Gina Miles

Personal information
- Born: November 27, 1973 (age 52) San Francisco, California, U.S.

Medal record
Equestrian
Representing United States
Olympic Games
| Silver medal – second place | 2008 Beijing | Individual eventing |
Pan American Games
| Gold medal – first place | 2007 Rio de Janeiro | Team eventing |
| Silver medal – second place | 2007 Rio de Janeiro | Individual eventing |

= Gina Miles =

American equestrian

Gina Miles (born November 27, 1973) is an American eventing rider. Riding McKinlaigh, owned by Thom Schulz and Laura Coats, Miles won a silver medal in individual eventing at the 2008 Summer Olympics.

==Early life==
She was born November 27, 1973, in San Francisco, California. Miles attended the 1984 Olympics in Los Angeles, California, which is where she got her dream of competing herself. In particular, she dreamed of competing in the Three-Day Eventing event. She started teaching when she was 15.

==Career==
Miles began riding McKinlaigh in 2000. In 2002, she competed with him in the Rolex Kentucky Three Day Event and went on to place in the top 25 in the World Equestrian Games Also in 2002, she attended the World Equestrian Games in Jerez, Spain, in order to represent the U.S. she In 2003, she won the World Cup Final bronze medal.
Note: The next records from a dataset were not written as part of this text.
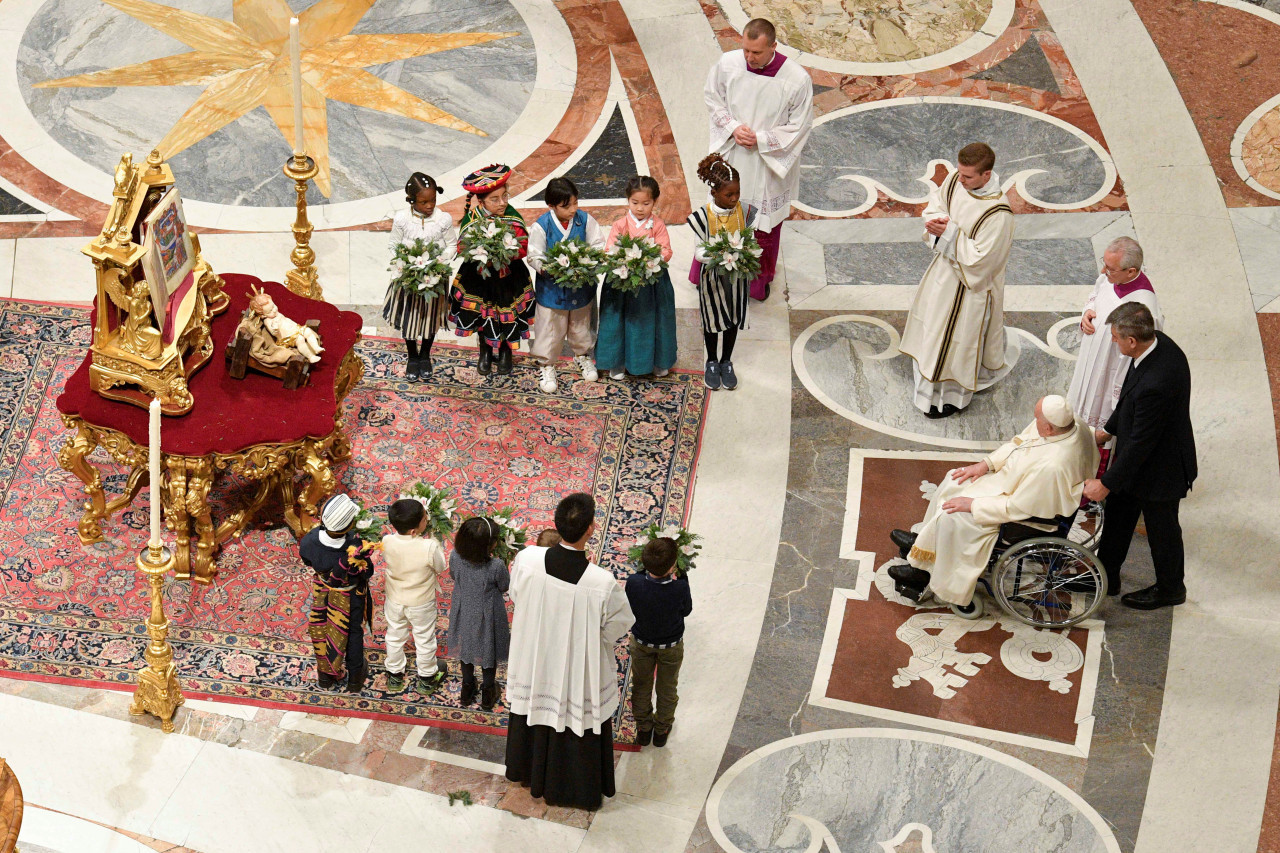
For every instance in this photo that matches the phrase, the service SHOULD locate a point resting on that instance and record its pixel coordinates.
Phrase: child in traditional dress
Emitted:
(562, 314)
(721, 297)
(339, 594)
(414, 565)
(479, 632)
(638, 331)
(659, 601)
(497, 305)
(417, 318)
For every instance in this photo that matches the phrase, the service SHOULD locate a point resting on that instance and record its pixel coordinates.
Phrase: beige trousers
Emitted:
(553, 327)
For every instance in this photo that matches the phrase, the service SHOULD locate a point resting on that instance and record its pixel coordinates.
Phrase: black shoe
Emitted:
(904, 539)
(1151, 598)
(909, 576)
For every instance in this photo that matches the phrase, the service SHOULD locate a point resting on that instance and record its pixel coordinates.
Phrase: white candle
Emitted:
(296, 71)
(154, 466)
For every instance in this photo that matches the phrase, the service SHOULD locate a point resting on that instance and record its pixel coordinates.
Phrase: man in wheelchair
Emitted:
(1038, 474)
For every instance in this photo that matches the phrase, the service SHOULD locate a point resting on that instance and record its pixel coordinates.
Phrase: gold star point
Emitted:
(243, 63)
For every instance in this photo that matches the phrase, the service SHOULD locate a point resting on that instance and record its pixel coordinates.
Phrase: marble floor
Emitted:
(818, 710)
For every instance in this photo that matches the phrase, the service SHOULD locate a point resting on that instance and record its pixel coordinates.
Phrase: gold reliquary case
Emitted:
(155, 292)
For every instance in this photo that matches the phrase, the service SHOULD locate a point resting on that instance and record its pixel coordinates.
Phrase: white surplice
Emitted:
(561, 671)
(1100, 366)
(780, 110)
(955, 331)
(1031, 477)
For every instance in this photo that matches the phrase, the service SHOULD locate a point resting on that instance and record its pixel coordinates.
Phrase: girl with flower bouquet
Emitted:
(721, 293)
(417, 315)
(638, 328)
(563, 313)
(492, 296)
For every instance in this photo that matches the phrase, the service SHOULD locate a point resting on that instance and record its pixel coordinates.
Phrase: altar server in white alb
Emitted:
(1040, 474)
(1100, 368)
(562, 675)
(955, 332)
(762, 110)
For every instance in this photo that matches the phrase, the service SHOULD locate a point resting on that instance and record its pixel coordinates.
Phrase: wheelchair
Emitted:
(1046, 579)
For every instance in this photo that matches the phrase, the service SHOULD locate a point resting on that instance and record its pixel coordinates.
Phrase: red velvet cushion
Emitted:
(233, 414)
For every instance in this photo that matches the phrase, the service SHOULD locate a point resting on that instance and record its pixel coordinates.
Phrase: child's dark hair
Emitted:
(574, 515)
(560, 191)
(405, 515)
(474, 541)
(716, 172)
(416, 183)
(643, 182)
(658, 556)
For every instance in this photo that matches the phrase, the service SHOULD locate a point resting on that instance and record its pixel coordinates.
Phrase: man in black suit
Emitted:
(1153, 463)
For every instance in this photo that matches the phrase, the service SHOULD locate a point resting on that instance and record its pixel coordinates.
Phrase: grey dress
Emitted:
(479, 632)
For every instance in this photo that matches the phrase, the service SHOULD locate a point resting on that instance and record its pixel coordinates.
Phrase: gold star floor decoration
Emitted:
(245, 63)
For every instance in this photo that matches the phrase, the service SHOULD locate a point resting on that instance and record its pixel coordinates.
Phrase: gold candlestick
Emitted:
(158, 692)
(302, 278)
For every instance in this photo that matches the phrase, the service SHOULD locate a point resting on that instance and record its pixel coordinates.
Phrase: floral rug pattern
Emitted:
(74, 614)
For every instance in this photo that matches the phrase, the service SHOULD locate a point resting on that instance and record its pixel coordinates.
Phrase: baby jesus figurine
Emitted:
(287, 333)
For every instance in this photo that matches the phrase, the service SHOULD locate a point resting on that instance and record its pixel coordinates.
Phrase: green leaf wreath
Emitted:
(635, 263)
(420, 269)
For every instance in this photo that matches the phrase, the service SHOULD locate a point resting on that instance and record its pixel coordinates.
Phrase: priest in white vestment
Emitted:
(955, 331)
(562, 674)
(1040, 474)
(1100, 366)
(760, 108)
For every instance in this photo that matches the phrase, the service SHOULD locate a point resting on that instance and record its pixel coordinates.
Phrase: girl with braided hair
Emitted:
(721, 299)
(416, 316)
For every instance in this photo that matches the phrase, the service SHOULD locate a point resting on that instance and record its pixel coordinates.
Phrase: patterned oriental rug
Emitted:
(74, 614)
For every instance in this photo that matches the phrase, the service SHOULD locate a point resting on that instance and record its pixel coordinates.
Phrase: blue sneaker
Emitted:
(728, 379)
(711, 378)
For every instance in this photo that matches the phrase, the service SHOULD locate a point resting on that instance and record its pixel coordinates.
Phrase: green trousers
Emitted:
(645, 664)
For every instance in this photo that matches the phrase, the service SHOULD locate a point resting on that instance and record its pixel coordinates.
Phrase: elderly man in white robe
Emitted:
(760, 108)
(955, 331)
(1040, 474)
(1100, 366)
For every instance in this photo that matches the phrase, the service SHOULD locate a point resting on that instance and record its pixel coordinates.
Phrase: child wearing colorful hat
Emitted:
(498, 306)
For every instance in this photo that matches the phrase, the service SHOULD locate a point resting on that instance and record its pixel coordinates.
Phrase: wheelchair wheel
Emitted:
(1050, 582)
(973, 610)
(1087, 530)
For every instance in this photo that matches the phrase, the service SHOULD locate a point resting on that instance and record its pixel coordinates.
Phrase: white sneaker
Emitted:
(586, 366)
(547, 382)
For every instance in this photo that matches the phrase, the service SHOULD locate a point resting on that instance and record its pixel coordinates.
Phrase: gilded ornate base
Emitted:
(158, 692)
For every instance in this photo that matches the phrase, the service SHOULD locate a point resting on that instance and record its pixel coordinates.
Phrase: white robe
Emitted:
(561, 671)
(955, 331)
(1031, 477)
(1100, 366)
(780, 110)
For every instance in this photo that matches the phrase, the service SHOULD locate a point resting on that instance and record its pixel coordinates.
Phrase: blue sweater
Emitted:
(659, 607)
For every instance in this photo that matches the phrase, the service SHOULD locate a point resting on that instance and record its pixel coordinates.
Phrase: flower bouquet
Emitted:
(635, 263)
(420, 269)
(489, 242)
(686, 546)
(508, 539)
(440, 507)
(574, 264)
(734, 252)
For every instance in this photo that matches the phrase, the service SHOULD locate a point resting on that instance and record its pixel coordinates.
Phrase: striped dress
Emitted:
(412, 315)
(722, 299)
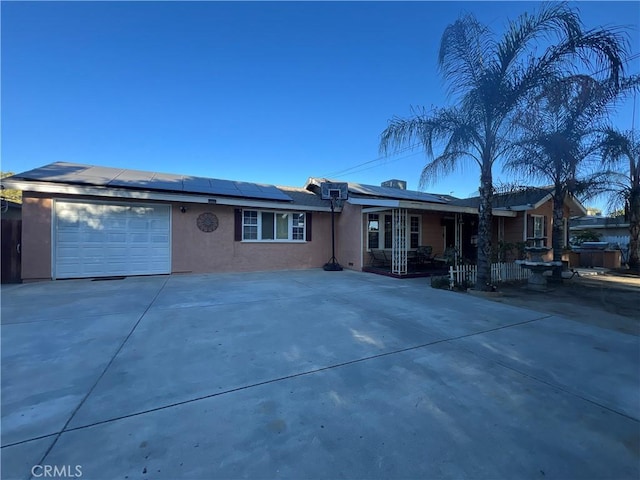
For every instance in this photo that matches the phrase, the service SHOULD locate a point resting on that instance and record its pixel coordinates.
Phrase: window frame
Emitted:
(381, 219)
(292, 230)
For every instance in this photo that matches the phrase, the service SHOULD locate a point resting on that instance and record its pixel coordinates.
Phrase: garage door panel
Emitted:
(103, 240)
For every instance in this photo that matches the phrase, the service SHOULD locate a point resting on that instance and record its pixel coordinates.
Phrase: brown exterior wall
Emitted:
(36, 237)
(194, 251)
(349, 228)
(191, 249)
(432, 232)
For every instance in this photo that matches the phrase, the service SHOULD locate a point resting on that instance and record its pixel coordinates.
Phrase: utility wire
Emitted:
(356, 168)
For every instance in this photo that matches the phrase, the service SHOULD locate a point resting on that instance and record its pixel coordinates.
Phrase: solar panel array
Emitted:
(63, 172)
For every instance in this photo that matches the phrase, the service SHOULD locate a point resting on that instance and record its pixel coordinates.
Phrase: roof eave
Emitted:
(139, 194)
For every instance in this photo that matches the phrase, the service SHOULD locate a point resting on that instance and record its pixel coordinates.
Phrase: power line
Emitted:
(356, 168)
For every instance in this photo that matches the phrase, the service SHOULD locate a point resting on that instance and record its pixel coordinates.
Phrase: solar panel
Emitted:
(138, 179)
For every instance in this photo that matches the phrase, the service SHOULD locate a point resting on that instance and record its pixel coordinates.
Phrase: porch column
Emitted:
(458, 238)
(399, 245)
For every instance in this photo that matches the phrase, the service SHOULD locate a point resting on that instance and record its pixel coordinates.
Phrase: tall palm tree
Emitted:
(562, 139)
(616, 148)
(488, 80)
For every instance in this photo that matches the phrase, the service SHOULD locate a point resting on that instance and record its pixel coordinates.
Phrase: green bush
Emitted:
(440, 282)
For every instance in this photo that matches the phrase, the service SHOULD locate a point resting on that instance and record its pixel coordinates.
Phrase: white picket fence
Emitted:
(500, 272)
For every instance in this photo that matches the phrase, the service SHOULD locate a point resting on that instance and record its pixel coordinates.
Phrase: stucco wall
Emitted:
(195, 251)
(432, 232)
(36, 237)
(191, 249)
(349, 228)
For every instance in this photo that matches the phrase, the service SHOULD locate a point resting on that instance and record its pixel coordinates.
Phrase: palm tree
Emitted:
(489, 79)
(616, 148)
(562, 137)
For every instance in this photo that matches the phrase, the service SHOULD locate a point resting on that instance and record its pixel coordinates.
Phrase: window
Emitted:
(377, 238)
(414, 234)
(388, 231)
(538, 226)
(273, 226)
(298, 226)
(250, 225)
(373, 229)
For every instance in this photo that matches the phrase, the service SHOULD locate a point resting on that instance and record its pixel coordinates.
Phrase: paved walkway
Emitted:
(307, 374)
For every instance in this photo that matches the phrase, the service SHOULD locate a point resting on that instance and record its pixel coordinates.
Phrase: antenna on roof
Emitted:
(337, 192)
(4, 203)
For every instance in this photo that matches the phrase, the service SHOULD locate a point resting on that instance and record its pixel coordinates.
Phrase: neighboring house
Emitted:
(609, 229)
(387, 216)
(89, 221)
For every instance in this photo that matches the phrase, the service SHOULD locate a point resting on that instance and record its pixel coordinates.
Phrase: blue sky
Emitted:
(253, 91)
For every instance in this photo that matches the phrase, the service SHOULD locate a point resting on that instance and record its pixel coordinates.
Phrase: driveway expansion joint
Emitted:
(84, 399)
(288, 377)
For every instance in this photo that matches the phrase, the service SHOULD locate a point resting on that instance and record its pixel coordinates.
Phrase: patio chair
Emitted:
(448, 257)
(424, 254)
(379, 258)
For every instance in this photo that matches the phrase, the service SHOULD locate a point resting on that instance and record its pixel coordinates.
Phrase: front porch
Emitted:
(409, 243)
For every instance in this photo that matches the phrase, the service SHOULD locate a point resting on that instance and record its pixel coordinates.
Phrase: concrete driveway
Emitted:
(307, 374)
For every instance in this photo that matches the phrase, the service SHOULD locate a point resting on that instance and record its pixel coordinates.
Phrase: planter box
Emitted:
(573, 258)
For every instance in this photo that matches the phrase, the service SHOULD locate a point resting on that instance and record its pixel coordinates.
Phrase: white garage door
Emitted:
(99, 239)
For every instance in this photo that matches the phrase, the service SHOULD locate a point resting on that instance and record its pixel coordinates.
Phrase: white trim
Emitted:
(54, 222)
(258, 226)
(147, 195)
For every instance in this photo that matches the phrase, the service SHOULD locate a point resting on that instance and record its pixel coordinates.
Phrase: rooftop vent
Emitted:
(400, 184)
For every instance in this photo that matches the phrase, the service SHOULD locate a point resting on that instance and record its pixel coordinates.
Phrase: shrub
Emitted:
(440, 282)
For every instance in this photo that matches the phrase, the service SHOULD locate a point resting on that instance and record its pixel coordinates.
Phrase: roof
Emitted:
(528, 197)
(90, 175)
(597, 221)
(374, 191)
(302, 196)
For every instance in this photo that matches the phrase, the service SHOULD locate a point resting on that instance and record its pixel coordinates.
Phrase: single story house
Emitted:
(609, 229)
(92, 221)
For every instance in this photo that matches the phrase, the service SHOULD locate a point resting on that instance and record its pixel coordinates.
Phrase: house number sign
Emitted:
(207, 222)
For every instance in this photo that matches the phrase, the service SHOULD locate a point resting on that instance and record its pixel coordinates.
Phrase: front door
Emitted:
(11, 258)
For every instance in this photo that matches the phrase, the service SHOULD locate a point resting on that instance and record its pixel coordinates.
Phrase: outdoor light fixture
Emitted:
(337, 193)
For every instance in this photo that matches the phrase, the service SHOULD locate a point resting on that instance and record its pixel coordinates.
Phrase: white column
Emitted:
(399, 245)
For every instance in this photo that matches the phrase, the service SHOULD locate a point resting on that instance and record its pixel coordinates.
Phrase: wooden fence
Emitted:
(500, 272)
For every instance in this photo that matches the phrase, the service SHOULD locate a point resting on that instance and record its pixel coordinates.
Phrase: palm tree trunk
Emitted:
(634, 229)
(483, 279)
(557, 233)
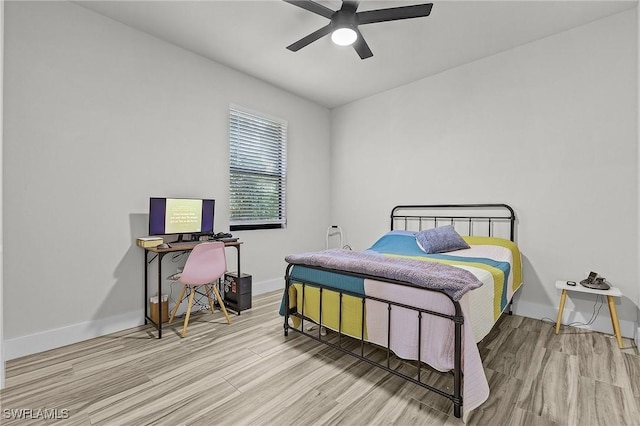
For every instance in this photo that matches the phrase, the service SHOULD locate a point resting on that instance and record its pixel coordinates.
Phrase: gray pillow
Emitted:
(440, 240)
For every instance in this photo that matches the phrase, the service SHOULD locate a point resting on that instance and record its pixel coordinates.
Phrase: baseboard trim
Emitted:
(63, 336)
(56, 338)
In 2007, she and McKinlaigh won the individual bronze medal and the team gold in eventing at the Pan American Games. They competed in the 2008 Olympic Games in Beijing, winning individual silver in Three-Day Eventing.

After the Olympics, Miles spent her time giving back to the equestrian community. She trained other riders through her own facility in Danville, California, Gold Medal Equestrian. She accepted all ages in eventing, show jumping, and dressage. As a former Pony club examiner, she also had her own riding center.

In 2015, McKinlaigh was inducted into the United States Eventing Association (USEA) Hall of Fame.

==Horse==
The horse who won the events: McKinlaigh, Irish Sport horse liver-chestnut gelding by Highland King and out of Kilcumney Hostess. Owned by Gina Miles, Thomas Schulz, and Laura Coats.

==Personal==
Miles resides in Templeton , California. Miles was previously married to Morgan Miles and they share two children. She gives clinics to aspiring riders and trains horses for eventing. at her facility in Templeton.